Las multitudes saltan furiosas buscando la cabeza del hombre-conejo, él no mira hacia abajo. Está acostumbrado a este acto, sabe que si mira hacia abajo perderá la calma, después de todo, no verá su cuerpo, verá el tumulto clamando su muerte, su cabeza, literalmente.

El muchacho empieza a llorar, la cabeza le intenta consolar, pero comprende que el muchacho es un llorica y que no tiene sentido hablarle. Le pide ayuda al muchacho de los auriculares, pero él no le ve. Él solo ve un cuarto austero y fastidioso, si no, estaría un tanto excitado y quizá el miedo le provocaría un estremecimiento. Ese muchacho, el de los auriculares, no se conoce lo suficiente.

El diablo ríe ante el alboroto de algunos muchachos, le pide a la orquestra que aceleren la cadencia. Es una orgía para los ángeles de sexo femenino, una cámara de torturas para los ángeles hombres. Mancillan horriblemente el honor de los cielos, no hay decoro en el mundo de los demonios. El alcohol etílico, quita el calor y el sudor del sexo es el regulador de temperatura natural allá abajo, en el infierno. La imagen es perturbadora a la vista, pero el morbo de algunos es mayor. Pervertidos.

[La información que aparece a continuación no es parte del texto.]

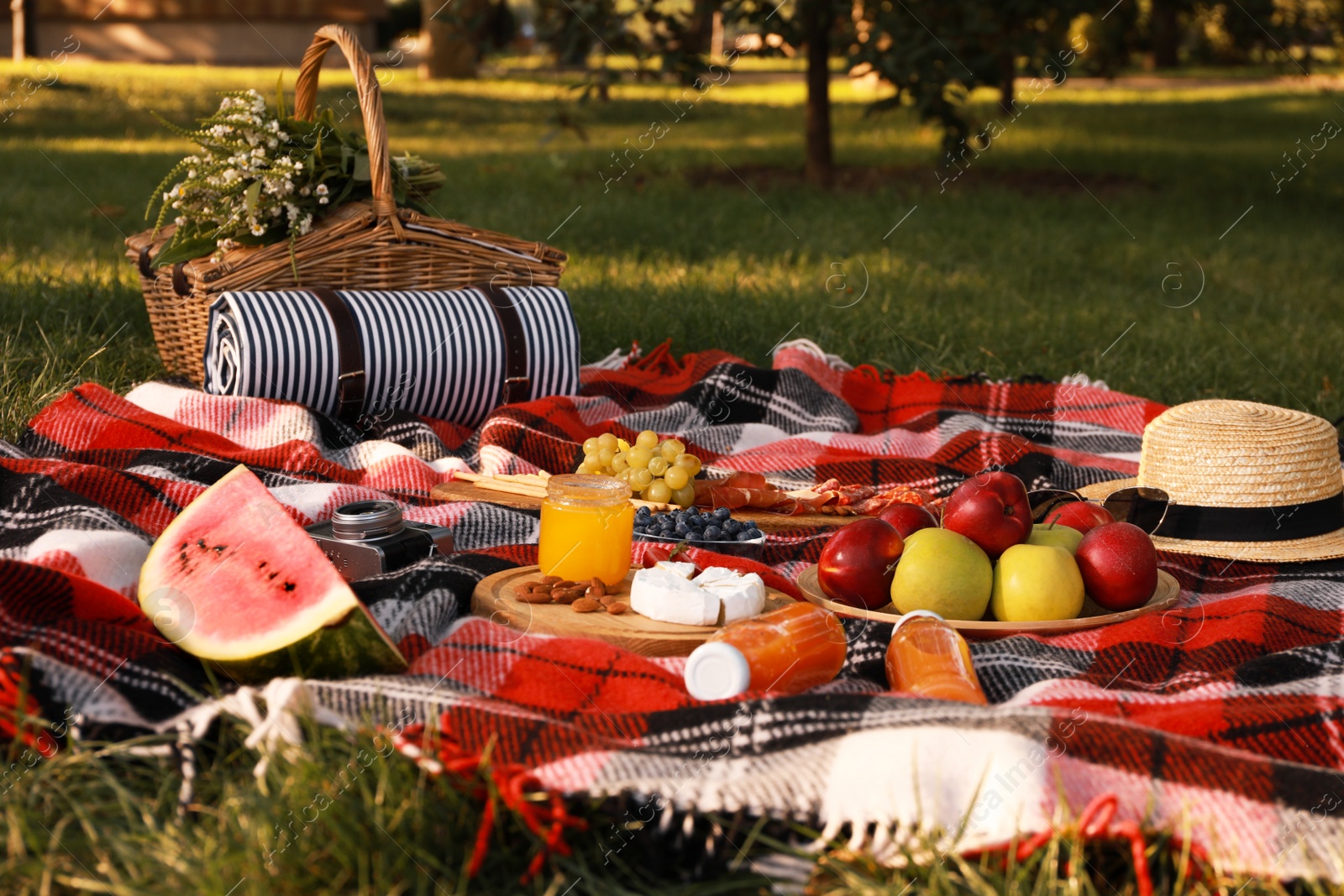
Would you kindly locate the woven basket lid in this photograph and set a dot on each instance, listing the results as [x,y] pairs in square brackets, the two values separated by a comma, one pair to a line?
[1221,453]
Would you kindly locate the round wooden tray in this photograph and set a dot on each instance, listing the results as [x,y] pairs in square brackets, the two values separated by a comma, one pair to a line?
[1164,597]
[494,600]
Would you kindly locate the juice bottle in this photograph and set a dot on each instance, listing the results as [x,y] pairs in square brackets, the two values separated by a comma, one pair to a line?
[586,528]
[927,658]
[790,649]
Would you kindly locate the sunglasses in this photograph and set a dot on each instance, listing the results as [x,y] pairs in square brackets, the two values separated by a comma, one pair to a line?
[1144,506]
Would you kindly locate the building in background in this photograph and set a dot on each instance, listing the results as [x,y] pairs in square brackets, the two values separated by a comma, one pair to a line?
[226,33]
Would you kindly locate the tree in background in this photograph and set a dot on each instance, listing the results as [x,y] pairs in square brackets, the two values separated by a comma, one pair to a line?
[819,27]
[936,53]
[456,35]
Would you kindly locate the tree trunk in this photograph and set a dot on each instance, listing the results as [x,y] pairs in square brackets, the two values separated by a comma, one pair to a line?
[20,38]
[1166,36]
[820,19]
[1007,81]
[699,33]
[449,50]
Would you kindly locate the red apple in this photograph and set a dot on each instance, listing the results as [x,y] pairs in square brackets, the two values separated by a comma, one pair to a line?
[858,563]
[909,519]
[1120,566]
[1079,515]
[991,510]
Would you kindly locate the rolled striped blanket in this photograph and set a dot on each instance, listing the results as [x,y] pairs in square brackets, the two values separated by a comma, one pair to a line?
[441,354]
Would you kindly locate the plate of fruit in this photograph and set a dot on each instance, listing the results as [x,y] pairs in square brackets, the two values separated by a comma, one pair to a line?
[714,530]
[990,569]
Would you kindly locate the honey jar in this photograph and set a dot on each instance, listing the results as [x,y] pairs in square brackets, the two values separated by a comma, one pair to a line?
[586,528]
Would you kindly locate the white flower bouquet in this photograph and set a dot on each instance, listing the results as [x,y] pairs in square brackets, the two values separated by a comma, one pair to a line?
[262,176]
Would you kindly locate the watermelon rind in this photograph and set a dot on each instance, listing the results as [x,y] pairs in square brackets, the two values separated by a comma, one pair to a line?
[333,636]
[355,645]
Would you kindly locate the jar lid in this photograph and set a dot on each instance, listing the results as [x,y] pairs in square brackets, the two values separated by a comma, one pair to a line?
[717,671]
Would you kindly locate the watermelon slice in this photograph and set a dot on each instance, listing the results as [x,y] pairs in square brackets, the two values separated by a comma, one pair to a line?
[239,584]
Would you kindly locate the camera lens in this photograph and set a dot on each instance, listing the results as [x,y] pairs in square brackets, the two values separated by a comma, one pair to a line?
[365,520]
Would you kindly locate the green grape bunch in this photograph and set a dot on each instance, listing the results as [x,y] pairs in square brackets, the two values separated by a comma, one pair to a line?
[656,469]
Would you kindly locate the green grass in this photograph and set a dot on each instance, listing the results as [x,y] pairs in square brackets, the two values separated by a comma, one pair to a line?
[985,275]
[349,815]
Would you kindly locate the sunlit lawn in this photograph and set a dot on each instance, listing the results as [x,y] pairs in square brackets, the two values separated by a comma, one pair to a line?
[1149,249]
[983,275]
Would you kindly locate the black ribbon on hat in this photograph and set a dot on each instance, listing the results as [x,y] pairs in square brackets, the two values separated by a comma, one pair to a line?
[1288,523]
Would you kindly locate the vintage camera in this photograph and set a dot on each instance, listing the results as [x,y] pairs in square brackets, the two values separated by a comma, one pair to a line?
[370,537]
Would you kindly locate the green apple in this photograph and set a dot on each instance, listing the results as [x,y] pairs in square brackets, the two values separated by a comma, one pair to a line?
[1037,582]
[944,571]
[1055,535]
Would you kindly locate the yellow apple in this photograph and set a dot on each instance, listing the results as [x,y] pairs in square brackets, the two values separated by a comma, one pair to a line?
[1057,535]
[942,571]
[1037,582]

Una vez el diablo dice eso (lo de la cadencia), entra a la sala y cierra la puerta. Ve claramente que no todos están nerviosos como algunos, y que otros ven con seriedad la situación. Algo grave y triste a su parecer. Dice algunas palabras a fin de enervar a algunos, calmar a otros, violar oídos y satisfacer preguntas. Otra orgía, un tanto más perturbadora, para él.

Al cabo de unos quince minutos llega su compañero con un maletín. La multitud se emociona. Sus contratos, sí. Se emociona, siente miedo, desesperación. Se conmueven sus almas y se perturban sus mentes, y el recién llegado puede percibir esto y ríe, pero intenta inhibir su risa.

Proceden a repartir los contratos, 17 hojas llenas de letras y letras. Quieren confundirlos. El plectro en el bolsillo del de los auriculares estorba en la búsqueda de su borra, acude al lápiz, a su gallarda borra.

El nerviosismo se transforma en determinación para algunos, las paredes se van tornando blancas y el dolor ya no existe. El diablo toma forma humana y el piso ya no es una multitud. La cabeza de conejo perturba a quien tiene que perturbar. La guillotina engulle el cuerpo del hombre-conejo, y los encapuchados señalan y ríen, porque acaban de ganar.

El infierno vuelve a su lugar habitual, y el canto de un pájaro distrae en ocasiones a una que otra mente abstraída. La melodía apresurada se vuelve un silencio prolongado como muchísimas redondas a lo largo de las partituras. Los ángeles ya no son torturados, porque ya ni existen para aquellos que han vuelto al mundo. Para aquellos… aquellos que ya vendieron su alma.